Le cinéma populaire italien, dans son dernier âge d’or, a volontiers assimilé (en exacerbant les codes) des genres importés. C’est évidemment vrai du western (avec Leone et Corbucci entre autre), mais également du film d’épouvante par rapport au modèle encore classique de la Hammer. Cette démarche est exemplairement illustrée par le giallo : ce terme chromatique, qui signifie simplement « jaune », désigne a priori tout roman policier, en raison de la couleur adoptée par les collections bon marché qui les publiaient et les publient encore - comme nous parlons de « série noire », à ceci près que l’auteur fétiche des lecteurs transalpins a longtemps été Edgar Wallace. Mais pour les cinéphiles, le terme s’applique, de façon plus restrictive, à des films narrant les exploits sanglants d’un tueur en série opérant généralement à l’arme blanche, selon des principes narratifs et formels fixés pour l’essentiel par Mario Bava, qui sera la référence principale de ces remarques.
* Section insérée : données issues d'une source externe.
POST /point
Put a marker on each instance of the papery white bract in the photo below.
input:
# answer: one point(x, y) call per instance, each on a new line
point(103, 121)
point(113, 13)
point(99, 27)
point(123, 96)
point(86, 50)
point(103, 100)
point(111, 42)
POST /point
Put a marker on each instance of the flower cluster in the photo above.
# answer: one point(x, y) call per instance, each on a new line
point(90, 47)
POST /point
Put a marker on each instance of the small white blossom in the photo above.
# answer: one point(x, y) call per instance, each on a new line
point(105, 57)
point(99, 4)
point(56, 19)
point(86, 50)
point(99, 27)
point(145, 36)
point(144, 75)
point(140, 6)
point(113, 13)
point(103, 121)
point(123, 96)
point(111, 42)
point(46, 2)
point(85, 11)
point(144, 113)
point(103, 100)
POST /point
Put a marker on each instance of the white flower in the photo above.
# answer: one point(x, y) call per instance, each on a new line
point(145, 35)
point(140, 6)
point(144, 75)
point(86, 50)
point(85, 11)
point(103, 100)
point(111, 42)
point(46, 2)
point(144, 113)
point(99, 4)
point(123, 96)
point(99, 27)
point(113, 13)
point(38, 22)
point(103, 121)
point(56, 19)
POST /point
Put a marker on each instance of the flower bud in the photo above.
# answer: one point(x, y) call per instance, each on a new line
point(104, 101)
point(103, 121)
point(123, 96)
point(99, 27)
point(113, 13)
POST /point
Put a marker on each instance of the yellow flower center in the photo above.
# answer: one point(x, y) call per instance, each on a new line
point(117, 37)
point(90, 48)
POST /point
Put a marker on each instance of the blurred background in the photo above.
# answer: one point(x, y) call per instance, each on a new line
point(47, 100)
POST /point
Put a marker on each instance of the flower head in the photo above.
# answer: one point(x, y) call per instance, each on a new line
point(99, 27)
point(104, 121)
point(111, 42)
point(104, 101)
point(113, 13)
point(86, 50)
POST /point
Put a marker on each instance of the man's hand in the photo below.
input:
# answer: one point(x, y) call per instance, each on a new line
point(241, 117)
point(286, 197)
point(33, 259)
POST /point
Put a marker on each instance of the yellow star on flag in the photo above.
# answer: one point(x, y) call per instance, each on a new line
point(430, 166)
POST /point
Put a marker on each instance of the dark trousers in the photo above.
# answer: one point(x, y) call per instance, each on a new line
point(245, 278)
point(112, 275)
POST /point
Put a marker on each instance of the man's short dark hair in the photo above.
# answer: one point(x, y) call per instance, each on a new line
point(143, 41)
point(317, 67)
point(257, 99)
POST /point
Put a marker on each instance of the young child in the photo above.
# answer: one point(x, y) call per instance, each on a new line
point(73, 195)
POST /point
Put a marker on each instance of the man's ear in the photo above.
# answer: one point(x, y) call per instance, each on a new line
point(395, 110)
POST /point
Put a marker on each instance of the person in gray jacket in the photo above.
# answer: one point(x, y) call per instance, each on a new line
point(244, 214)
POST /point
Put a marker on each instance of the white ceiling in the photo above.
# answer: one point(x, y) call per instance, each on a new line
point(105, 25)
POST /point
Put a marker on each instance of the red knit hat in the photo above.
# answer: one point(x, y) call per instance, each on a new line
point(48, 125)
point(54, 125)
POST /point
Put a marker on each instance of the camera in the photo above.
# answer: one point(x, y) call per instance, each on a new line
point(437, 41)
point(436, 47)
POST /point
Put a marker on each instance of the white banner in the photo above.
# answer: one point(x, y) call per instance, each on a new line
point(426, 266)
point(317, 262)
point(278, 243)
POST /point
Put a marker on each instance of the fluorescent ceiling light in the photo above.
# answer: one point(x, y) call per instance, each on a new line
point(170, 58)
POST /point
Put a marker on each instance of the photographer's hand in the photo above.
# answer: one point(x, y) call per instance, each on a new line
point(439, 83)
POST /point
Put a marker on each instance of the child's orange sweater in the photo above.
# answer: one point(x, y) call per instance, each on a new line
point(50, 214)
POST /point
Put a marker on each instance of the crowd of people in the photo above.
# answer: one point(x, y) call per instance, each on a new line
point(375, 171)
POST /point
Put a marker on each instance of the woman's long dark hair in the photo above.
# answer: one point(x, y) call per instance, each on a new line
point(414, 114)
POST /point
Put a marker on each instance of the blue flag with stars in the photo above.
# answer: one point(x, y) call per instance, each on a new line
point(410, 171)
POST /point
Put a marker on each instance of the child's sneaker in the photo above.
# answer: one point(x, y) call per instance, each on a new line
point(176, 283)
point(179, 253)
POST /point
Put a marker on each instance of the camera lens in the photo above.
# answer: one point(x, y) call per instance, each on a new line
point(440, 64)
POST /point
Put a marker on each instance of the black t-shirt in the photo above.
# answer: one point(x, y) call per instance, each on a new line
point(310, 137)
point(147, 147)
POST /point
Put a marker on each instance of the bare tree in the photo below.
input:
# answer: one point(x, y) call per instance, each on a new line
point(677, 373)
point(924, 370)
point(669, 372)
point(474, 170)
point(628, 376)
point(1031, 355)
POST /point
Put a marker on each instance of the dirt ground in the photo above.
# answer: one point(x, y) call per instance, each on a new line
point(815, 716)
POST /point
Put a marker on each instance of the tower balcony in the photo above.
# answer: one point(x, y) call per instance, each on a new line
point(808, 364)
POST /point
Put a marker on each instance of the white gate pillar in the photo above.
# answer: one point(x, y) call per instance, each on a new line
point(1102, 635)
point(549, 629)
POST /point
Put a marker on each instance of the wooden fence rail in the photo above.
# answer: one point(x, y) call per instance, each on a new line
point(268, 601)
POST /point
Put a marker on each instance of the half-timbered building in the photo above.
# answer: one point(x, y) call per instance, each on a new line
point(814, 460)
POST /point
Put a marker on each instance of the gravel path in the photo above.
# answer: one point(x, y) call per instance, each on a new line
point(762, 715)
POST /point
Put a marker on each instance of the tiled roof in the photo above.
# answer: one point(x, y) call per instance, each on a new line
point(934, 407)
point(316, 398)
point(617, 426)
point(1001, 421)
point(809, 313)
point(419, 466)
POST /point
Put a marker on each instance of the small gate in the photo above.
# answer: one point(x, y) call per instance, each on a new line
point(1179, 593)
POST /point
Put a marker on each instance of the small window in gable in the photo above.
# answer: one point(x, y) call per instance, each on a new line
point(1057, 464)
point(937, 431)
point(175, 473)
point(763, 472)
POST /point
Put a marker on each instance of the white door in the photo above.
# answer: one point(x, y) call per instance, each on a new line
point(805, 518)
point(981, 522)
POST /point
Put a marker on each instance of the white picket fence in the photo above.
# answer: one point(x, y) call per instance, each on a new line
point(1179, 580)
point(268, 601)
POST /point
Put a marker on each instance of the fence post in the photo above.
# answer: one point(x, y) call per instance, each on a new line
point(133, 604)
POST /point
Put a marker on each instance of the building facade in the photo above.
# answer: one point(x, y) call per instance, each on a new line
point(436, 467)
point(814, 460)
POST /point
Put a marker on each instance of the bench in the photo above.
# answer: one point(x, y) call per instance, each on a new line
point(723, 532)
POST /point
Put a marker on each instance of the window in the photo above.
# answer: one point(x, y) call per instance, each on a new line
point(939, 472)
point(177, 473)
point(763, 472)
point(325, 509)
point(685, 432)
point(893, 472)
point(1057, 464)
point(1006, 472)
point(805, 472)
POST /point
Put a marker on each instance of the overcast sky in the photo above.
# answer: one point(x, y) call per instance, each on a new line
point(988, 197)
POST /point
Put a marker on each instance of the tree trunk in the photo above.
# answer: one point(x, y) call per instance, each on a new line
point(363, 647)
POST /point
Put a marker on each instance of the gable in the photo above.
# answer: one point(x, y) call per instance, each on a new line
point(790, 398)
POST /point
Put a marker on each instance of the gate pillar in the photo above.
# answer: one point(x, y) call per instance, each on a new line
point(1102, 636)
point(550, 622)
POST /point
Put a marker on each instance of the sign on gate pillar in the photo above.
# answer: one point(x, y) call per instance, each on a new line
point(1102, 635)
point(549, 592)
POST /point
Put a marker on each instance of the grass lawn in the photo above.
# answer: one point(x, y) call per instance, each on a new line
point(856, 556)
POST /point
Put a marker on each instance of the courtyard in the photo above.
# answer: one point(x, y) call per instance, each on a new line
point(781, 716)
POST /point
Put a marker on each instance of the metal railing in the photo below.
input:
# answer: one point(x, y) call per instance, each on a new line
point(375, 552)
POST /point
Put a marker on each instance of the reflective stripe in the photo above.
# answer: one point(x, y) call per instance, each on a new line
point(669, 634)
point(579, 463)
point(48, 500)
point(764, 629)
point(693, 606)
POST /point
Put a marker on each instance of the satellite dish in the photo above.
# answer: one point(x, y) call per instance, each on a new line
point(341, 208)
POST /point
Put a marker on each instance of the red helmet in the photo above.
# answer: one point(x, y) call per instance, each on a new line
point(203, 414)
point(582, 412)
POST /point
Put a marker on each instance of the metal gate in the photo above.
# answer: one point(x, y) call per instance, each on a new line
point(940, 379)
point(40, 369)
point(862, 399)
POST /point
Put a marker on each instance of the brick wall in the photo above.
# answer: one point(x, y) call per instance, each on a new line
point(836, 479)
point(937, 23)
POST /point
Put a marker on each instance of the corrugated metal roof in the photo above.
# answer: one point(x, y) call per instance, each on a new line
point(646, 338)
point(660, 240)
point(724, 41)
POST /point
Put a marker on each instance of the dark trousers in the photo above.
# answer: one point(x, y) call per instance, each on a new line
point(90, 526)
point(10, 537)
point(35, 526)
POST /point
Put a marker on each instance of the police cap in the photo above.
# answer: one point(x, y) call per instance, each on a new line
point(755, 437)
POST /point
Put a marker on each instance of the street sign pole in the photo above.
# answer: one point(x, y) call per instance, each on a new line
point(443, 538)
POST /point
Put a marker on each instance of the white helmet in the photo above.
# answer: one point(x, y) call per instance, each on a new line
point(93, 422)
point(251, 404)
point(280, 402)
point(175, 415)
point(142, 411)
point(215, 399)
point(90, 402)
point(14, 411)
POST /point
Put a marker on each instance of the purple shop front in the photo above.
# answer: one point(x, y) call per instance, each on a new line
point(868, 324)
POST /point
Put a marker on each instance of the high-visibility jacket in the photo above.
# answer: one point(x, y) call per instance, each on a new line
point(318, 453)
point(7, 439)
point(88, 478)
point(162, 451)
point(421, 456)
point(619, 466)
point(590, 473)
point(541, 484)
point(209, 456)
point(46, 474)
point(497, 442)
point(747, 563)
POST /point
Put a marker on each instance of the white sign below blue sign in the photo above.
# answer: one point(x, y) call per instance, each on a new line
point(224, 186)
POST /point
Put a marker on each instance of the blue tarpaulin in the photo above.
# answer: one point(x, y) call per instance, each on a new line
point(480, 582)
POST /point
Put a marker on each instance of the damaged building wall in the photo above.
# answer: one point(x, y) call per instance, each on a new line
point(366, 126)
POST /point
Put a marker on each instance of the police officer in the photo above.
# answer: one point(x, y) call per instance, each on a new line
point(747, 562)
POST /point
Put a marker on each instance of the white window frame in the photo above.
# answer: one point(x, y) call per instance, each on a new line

En l’occurrence, le modèle ici est moins un genre qu’un film-matrice quasi unique, à savoir Psycho (1960) d’Hitchcock, pour sa manière de repousser les limites de la violence représentable à l’écran, tout en l’approchant d’un point de vue quasi abstrait, ou du moins formaliste (« faire peur avec des images et des sons », disait Hitchcock de la scène de la douche (1)), et pour le caractère foncièrement manipulateur de son récit (faire croire à la réalité de Mrs. Bâtes). On exagérerait à peine en disant que tout le giallo n’est qu’une vaste extrapolation à partir du modèle hitchcockien, chef-d’œuvre d’une perfection inaccessible dont il ne restait qu’à reprendre et amplifier les motifs, en dilatant un détail au sens pictural (le meurtre de Marion/Janet Leigh) à l’échelle d’un film entier, en lui faisant le cas échéant subir quelques distorsions.

Le tueur masqué de Six femmes pour l’assassin (1964) de Mario Bava.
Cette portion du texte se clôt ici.